Nur nicht an diesem Tage. Da nützte auch das große Transparent auf der Sitzplatzseite nichts mit der Aufschrift: "Do you believe in magic" mit
putzigen Zauberern und einem Meisterpott, den man von Hand hochziehen konnte. Claus Eisenmann von den Söhnen Mannheims sang die Nationalhymne. Abgesehen von einer Handvoll Idioten im Berliner Block, die es hirnlos-witzig fanden, den Arm zum Hitler-Gruß zu recken und damit zeigten, dass es unglaubliche Deppen überall gibt, lief auch diese Einlage friedlich ab, man hielt sich an die Finalregeln.
Die Eisbären dominierten ziemlich von Beginn an auf dem Eis, die Fans auf der Tribüne. Wobei sich die Berliner als gute, laute und lustige Gäste
erwiesen mit Einpeitscher, der nach dem ersten Treffer seiner Eisbären das Hemd abwarf und fortan mit bloßem Oberkörper dirigierte. Mannheims Polizei war zwar mit Verstärkung gekommen, aber nach Spielende gab es Lob von einem Ordnungshüter: "Die Berliner Fans waren vollkommen in Ordnung." Und dass sie das Ost bei ihren Schreien für Berlin betonen, wer mag es ihnen verübeln. Wie viel Häme haben die Eisbären-Anhänger über sich ergehen lassen müssen in den Stadien, wie oft sind sie als Ossis beschimpft worden, wollte man die Mauer wieder aufbauen. Sie haben jedes Recht auf diese Erwiderung.
Die Eisbären mit vollem Dynamo, die Adler als Flattermänner, deren Nerven bloß lagen. Nicht, dass sie es nicht probiert haben, man kann Hecht und seinen Jungs bestätigen, dass sie auch noch in der letzten Sekunde versuchten, ein Tor zu machen. Aber es gelang nicht. Bei den Eisbären hatte
man jederzeit das Gefühl als wüssten sie, wo es lang ging, bei Mannheim herrschte eher das Motto "denn sie wissen nicht, was sie tun". In der
siebten Minute das erste Tor für Berlin, im zweiten Drittel das zweite. Und zwar schon nach 30 Sekunden, der Videobeweis wurde bemüht. Alle wussten es, bloß der Videowürfel wollte sich anfangs nicht umstellen lassen, hielt stur fest am 1:0. Allein, es nützte nichts und sollte noch schlimmer kommen mit dem 3:0 und dem 4:0 aus Berliner Sicht.

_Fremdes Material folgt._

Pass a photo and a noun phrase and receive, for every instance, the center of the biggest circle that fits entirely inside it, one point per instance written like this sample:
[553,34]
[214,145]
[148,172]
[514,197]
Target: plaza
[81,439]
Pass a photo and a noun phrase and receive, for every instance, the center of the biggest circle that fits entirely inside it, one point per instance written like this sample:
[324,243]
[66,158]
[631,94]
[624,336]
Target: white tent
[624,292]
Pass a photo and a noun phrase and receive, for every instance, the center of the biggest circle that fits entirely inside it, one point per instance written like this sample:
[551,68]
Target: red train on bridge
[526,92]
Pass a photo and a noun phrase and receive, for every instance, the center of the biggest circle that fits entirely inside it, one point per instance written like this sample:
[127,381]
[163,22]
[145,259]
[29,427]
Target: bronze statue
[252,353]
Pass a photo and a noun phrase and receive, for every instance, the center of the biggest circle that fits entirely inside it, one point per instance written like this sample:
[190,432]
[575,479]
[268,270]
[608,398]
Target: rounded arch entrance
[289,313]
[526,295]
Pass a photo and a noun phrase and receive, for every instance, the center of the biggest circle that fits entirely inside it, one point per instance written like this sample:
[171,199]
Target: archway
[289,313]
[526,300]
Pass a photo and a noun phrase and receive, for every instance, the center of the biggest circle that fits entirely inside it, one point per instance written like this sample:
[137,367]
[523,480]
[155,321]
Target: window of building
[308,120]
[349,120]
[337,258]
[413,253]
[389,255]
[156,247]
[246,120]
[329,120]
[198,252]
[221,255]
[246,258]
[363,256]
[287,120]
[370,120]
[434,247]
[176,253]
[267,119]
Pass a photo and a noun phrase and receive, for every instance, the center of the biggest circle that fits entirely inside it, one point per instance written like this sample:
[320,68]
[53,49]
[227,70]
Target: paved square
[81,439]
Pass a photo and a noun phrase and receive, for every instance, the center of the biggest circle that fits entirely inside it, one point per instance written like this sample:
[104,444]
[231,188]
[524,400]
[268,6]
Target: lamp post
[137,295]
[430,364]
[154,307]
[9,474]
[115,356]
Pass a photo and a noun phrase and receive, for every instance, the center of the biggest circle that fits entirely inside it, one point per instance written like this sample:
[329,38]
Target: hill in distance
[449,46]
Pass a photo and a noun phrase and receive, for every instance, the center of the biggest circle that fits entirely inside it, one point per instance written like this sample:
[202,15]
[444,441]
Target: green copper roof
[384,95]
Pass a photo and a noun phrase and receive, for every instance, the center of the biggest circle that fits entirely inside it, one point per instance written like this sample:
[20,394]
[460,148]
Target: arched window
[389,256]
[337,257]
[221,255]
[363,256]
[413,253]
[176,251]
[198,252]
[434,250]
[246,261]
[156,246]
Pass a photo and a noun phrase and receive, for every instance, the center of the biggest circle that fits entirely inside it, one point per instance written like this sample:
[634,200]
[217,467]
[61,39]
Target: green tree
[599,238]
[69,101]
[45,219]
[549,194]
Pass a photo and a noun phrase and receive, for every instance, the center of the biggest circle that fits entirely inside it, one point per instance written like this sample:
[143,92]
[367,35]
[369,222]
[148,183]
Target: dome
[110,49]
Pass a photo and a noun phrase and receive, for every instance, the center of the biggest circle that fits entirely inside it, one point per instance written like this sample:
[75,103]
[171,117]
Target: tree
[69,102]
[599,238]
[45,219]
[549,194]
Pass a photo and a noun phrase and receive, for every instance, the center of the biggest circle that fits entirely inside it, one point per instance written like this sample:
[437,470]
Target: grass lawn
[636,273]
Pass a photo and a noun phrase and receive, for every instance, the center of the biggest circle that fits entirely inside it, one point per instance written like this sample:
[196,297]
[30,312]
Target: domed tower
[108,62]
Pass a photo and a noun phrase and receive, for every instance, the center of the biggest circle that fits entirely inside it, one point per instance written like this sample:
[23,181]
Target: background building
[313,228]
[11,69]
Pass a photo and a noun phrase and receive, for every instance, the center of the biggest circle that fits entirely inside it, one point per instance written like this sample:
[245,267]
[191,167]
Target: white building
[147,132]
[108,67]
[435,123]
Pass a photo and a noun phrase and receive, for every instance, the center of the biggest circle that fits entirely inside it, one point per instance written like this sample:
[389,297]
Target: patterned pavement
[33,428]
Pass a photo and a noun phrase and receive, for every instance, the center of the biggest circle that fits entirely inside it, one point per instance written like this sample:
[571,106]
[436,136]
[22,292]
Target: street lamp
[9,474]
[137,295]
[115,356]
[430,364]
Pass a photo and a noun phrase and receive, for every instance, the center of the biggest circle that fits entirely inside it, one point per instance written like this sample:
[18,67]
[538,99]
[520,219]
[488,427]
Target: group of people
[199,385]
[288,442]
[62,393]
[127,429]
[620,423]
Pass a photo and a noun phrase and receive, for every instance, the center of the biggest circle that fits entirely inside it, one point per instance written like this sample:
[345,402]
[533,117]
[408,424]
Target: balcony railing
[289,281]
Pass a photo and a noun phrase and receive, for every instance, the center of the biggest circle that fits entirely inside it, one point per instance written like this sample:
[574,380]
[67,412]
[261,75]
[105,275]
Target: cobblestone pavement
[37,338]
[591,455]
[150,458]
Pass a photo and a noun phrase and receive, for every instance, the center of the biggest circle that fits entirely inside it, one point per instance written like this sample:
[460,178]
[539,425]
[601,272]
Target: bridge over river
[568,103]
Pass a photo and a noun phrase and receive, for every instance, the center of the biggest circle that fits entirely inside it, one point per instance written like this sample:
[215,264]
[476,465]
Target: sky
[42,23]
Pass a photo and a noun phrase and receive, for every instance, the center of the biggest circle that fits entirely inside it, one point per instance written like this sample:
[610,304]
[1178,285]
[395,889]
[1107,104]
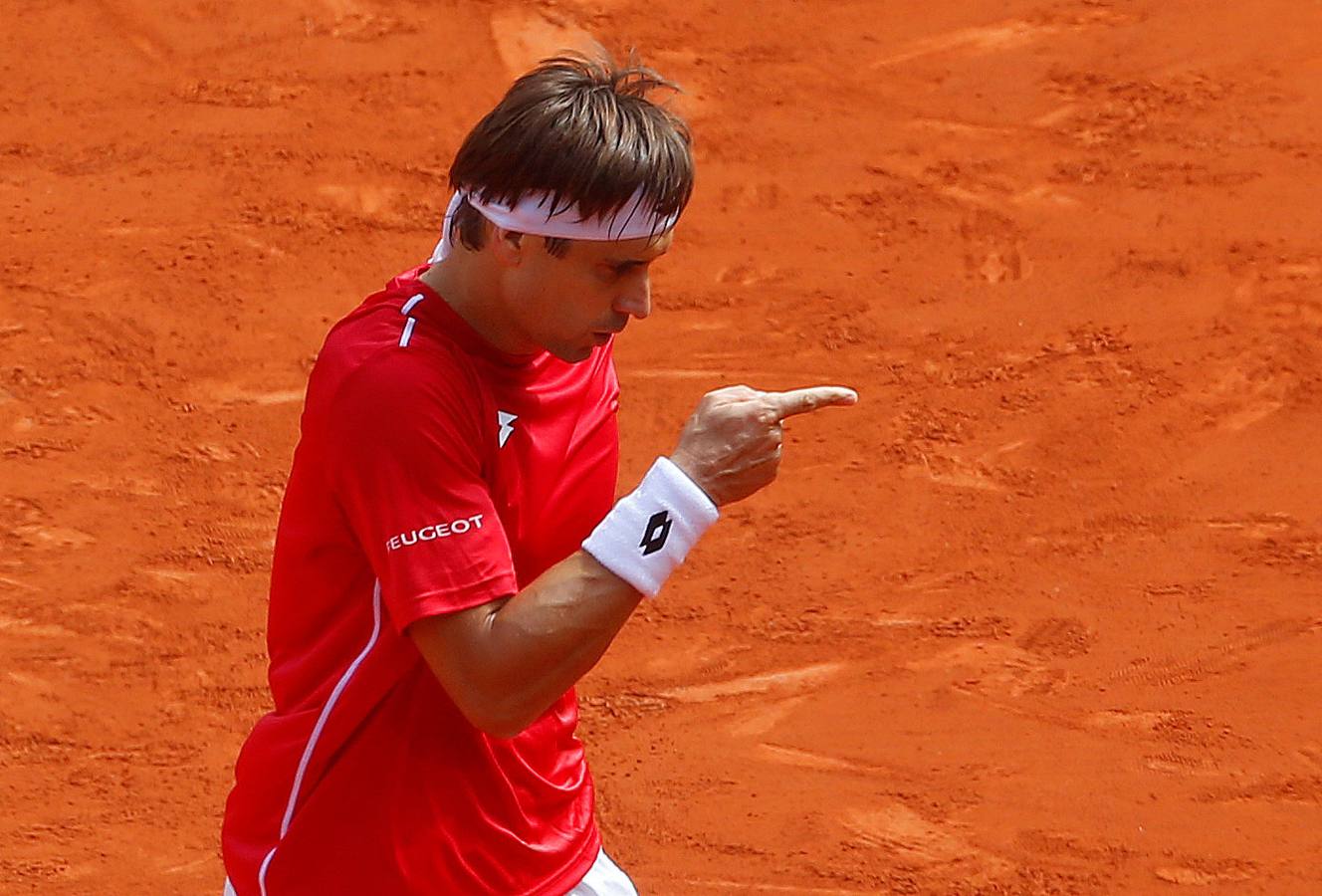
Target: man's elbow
[497,718]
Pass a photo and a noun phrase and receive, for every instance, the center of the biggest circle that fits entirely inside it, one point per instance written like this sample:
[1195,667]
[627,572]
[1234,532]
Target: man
[448,561]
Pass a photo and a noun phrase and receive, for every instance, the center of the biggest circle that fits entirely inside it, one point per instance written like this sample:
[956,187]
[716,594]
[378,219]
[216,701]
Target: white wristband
[649,532]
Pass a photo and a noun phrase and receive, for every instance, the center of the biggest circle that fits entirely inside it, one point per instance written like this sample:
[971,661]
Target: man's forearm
[507,662]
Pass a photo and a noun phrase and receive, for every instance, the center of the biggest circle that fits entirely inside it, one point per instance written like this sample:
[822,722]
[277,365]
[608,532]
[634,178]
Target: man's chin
[572,353]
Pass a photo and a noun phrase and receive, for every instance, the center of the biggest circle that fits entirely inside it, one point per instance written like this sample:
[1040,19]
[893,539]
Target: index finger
[804,400]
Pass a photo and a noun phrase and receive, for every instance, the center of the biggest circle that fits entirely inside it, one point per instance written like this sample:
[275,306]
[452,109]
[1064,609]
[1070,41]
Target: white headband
[635,220]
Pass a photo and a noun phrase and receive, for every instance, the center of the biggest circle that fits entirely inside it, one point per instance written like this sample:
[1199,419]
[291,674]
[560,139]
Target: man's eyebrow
[625,262]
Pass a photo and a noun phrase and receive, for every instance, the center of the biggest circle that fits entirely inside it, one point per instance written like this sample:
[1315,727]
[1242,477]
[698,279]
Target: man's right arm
[505,662]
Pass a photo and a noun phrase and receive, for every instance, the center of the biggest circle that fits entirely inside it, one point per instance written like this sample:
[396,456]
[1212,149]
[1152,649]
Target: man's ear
[509,246]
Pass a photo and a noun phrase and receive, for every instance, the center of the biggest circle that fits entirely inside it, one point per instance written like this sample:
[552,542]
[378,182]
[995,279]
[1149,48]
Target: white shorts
[603,879]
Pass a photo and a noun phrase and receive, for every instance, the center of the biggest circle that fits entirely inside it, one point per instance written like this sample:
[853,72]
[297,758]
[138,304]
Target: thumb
[804,400]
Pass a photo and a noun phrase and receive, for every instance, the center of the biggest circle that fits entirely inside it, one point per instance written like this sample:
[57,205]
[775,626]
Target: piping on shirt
[413,322]
[317,733]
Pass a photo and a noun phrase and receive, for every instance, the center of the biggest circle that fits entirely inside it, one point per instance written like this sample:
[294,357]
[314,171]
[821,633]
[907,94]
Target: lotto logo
[659,530]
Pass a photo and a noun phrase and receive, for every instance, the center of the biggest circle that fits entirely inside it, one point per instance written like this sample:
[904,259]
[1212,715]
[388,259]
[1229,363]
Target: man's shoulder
[369,369]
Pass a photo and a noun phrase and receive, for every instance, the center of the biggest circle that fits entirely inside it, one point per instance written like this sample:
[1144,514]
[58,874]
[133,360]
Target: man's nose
[636,298]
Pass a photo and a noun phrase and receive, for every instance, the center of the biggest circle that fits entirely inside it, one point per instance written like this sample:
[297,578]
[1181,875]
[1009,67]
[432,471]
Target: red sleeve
[405,448]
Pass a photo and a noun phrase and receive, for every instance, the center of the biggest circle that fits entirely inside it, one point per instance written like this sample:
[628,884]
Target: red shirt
[432,475]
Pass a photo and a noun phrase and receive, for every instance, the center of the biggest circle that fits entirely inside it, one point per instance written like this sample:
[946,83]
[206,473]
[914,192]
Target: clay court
[1042,614]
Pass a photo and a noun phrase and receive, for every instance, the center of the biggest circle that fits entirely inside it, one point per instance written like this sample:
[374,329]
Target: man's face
[572,303]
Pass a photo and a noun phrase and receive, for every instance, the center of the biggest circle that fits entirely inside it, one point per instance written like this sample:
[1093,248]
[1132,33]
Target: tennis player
[450,557]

In Berlins Tor stand Oliver Jonas als Bank. Der Ersatzgoalie mutierte zum Cheftorwart und machte seine Sache ausgezeichnet. Aber er hatte auch gute Vorderleute auf allen Positionen. Mannheims Fans abgekühlt und ein wenig müde. Etliche gingen vor dem Ende des Spiels, um den Nachmittag noch angenehm zu verbringen, mit Baden, einem Buch lesen oder Fernsehen. Alles, nur nicht Eishockey. Auffallend, wie viele sich bis zum Abschiedswochenende am 29. und 30. April verabschiedeten, wenn im alten Gemäuer groß gefeiert wird. Im Grunde verhielt man sich so, als gäbe es keinen Dienstag und schon gar keinen Donnerstag. "Wenn Berlin schon Meister wird, dann bitte zu Hause", meinten viele und sahen den Vizetitel durchaus als ausreichend an, "wer hätte das nach dieser Vorrunde überhaupt gedacht". Merkwürdig, weil sonst die Adler-Fans nicht aufgeben, bevor die letzte Schluss-Sirene nach dem letzten Spiel verklungen ist. Vielleicht lag es daran, dass man mit Anerkennung die Berliner als verdienten Sieger sehen konnte? "Heute", lachte Fan Stefan," kann man es noch nicht mal am Schiedsrichter festmachen, die Eisbären waren halt einfach besser". Steve Kelly flog übrigens raus, schmiss dann noch eine Wasserflasche, Tripp erhielt wegen Meckerns nach dem Abpfiff noch
eine Strafe, die Nerven lagen bloß bei einigen Cracks. Und bei einigen Fans, die zum Schluss Sachen Richtung Berliner Bank warfen. Ein selten dämliches Verhalten nach einem so klaren Spiel.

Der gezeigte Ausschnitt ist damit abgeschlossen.